High Cholesterol and Alcohol
Drinking alcohol in moderation is one lifestyle change that you can make to help treat your high cholesterol. There have been a few studies that show drinking in moderation may help raise HDL cholesterol levels. However, there is not enough evidence of its benefit for doctors to recommend it.
If you drink large amounts of alcohol, it can raise both triglyceride and cholesterol levels.
Most experts agree that drinking more than two drinks per day for men and one drink per day for women could put you at a greater risk of statin side effects.
If you have a history of heavy drinking or liver damage, failing to mention it when your doctor first suggests statins could be risky. Letting your doctor know you have been or are currently a heavy drinker will alert them to look for other treatments. They will also monitor your liver function for signs of damage.

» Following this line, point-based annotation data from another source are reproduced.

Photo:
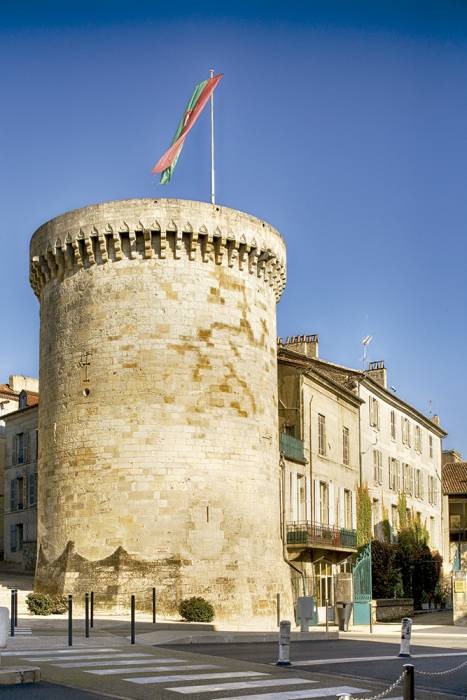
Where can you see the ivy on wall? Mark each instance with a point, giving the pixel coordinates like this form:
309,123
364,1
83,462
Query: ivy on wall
363,516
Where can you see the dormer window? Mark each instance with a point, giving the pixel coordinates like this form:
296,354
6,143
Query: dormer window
23,399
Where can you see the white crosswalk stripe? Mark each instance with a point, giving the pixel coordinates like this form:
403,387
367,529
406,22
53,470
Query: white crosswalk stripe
147,669
117,662
193,677
297,694
246,685
86,657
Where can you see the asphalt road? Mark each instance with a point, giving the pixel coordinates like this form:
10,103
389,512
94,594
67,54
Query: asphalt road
373,667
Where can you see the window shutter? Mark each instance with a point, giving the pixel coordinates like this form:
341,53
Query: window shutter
354,511
27,440
332,505
13,538
14,456
317,515
13,494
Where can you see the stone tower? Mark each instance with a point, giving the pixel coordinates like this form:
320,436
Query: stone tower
158,458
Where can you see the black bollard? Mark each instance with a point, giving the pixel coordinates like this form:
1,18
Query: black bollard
132,626
70,620
408,682
86,609
12,614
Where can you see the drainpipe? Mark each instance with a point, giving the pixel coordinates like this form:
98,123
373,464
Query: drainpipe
284,530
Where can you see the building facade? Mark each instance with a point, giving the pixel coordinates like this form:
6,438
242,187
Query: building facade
158,431
319,438
20,483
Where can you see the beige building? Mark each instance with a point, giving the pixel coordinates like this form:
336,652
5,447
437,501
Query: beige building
9,402
319,439
20,483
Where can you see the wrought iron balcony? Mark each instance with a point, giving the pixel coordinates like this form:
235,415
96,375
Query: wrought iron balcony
315,535
292,448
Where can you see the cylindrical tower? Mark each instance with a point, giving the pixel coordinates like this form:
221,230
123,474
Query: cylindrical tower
158,457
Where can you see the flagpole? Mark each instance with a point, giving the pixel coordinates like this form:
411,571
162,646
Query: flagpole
213,190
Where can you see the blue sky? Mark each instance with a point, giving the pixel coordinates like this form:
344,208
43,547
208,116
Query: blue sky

When treating high cholesterol or using statins, it is important to keep your drinking to a moderate level, or not drink at all. Excessive drinking, binge drinking, and alcohol abuse have a number of health risks. Alcohol use can raise your cholesterol levels and increase your risk of liver damage. It can also lead to other serious health problems and injuries. If you are not sure if your drinking is excessive or not, be sure to talk to your doctor about it immediately. There is no evidence at this time that the combination of statins and alcohol increase liver damage more so than each one independently. However, as statins can be associated with liver damage, it is important to be cautious with alcohol if you are taking a statin.